CCS e “heavy industry”: perché non è così semplice
Facciamo un passo indietro. Per il petrolchimico, per la produzione di acciaio, cemento e alluminio – settori che valgono quasi un terzo delle emissioni di gas serra globali – l’unica soluzione che talvolta viene offerta è proprio la cattura e il sequestro del carbonio. Ma se le difficoltà a decarbonizzare questi segmenti altamente inquinanti dell’economia sono senz’altro reali e oggettive, le potenzialità della CCS sono, anche in questo caso, largamente sovrastimate. Le dinamiche di emissione di CO2 e altri GHGs per questo settore sono ancora più complesse rispetto al comparto della mera produzione di energia: si va dal consumo di elettricità per alimentare reazioni chimiche, all’utilizzo massivo di combustibili fossili come reagenti (es: produzione dell’acciaio), ai sottoprodotti dei processi stessi. In altre parole, ci sono motivi intrinseci, legati alla natura e ai meccanismi fisico-chimici dell’industria pesante, a rendere ancor più difficile l’implementazione della CCS in questi contesti.
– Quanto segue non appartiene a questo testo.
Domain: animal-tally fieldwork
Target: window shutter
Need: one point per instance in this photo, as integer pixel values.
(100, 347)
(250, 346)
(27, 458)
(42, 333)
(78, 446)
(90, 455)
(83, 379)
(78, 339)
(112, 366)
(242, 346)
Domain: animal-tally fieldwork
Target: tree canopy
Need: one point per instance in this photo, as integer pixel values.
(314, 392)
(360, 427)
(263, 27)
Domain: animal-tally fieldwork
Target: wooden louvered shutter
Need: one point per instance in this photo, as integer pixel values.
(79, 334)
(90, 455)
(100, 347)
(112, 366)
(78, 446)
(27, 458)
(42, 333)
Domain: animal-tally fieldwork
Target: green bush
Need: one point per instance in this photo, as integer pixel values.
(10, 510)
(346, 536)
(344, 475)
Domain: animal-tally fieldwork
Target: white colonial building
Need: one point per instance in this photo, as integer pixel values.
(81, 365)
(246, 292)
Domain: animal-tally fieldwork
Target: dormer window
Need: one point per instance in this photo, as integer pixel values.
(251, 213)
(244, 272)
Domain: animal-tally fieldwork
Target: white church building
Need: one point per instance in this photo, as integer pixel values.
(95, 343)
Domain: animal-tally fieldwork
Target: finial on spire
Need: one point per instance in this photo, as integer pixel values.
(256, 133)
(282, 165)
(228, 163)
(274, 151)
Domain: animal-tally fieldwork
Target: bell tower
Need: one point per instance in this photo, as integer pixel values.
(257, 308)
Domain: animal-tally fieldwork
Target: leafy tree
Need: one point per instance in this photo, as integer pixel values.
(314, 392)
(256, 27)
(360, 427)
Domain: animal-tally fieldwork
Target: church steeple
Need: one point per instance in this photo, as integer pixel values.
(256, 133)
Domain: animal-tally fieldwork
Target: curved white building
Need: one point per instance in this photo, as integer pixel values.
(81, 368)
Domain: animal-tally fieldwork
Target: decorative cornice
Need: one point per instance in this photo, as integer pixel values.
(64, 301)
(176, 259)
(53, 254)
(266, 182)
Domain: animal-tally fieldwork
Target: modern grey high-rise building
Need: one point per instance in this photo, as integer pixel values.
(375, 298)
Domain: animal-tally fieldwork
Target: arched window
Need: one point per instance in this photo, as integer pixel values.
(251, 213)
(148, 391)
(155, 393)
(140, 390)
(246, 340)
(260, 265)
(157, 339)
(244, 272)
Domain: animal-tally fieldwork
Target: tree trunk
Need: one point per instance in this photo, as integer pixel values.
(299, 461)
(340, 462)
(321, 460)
E poi c’è il versante economico: in ambito energetico, come in qualsiasi altro, è il mercato a farla da padrone e a porre regole non scritte. Tradotto, se non è conveniente non si fa; e non lo si fa almeno fino a quando non lo diventa. La domanda allora viene spontanea: è conveniente e possibile tecnicamente oggi pensare di equipaggiare un grande impianto industriale, chimico o petrolifero, con la CCS (il cosiddetto retrofit)? Per rispondere a questa domanda ci viene in aiuto un rapporto recente di Chevron. Il gigante petrolifero californiano fondato nel 1879 ha cercato di capire quanto e come la CCS impatterebbe sul sistema industriale statunitense prendendo in considerazione quasi 1400 industrie rappresentative identificate dall’Epa (Environmental Protection Agency) negli Stati Uniti. I ricercatori interni di Chevron ne hanno scartate in fase preliminare ben 700, responsabili di oltre il 50% delle emissioni degli Usa, perché gli impianti in questione “non risultano compatibili con un retrofit con CCS”.
Sfortunatamente, non finisce qui: dei 656 impianti rimanenti, il rapporto ne ha identificati solo 123 – meno del 10% – che potrebbero catturare l’anidride carbonica prodotta economicamente. Ciò a condizione – sottolineano gli autori – di attivare un’ingente quantità di sovvenzioni federali, così come la cosiddetta Enhanced Oil Recovery (Eor), di cui parleremo nel prossimo capitolo del focus. Ma ciò che stupisce di più è che sono proprio le maggiori industrie fonti di gas serra a non essere pronte e adattabili per la cattura del carbonio. Si pensi alla raffinazione dei prodotti petroliferi, che da sola conta il 4% delle emissioni totali (1.3 miliardi di tonnellate di CO2); secondo i risultati del report, solo il 19% di queste emissioni è evitabile tramite un’efficiente implementazione della CCS. Lo stesso si può dire della lavorazione dei metalli, incluso l’acciaio, per cui solo un quarto degli impianti esistenti sarebbe “trasformabile”.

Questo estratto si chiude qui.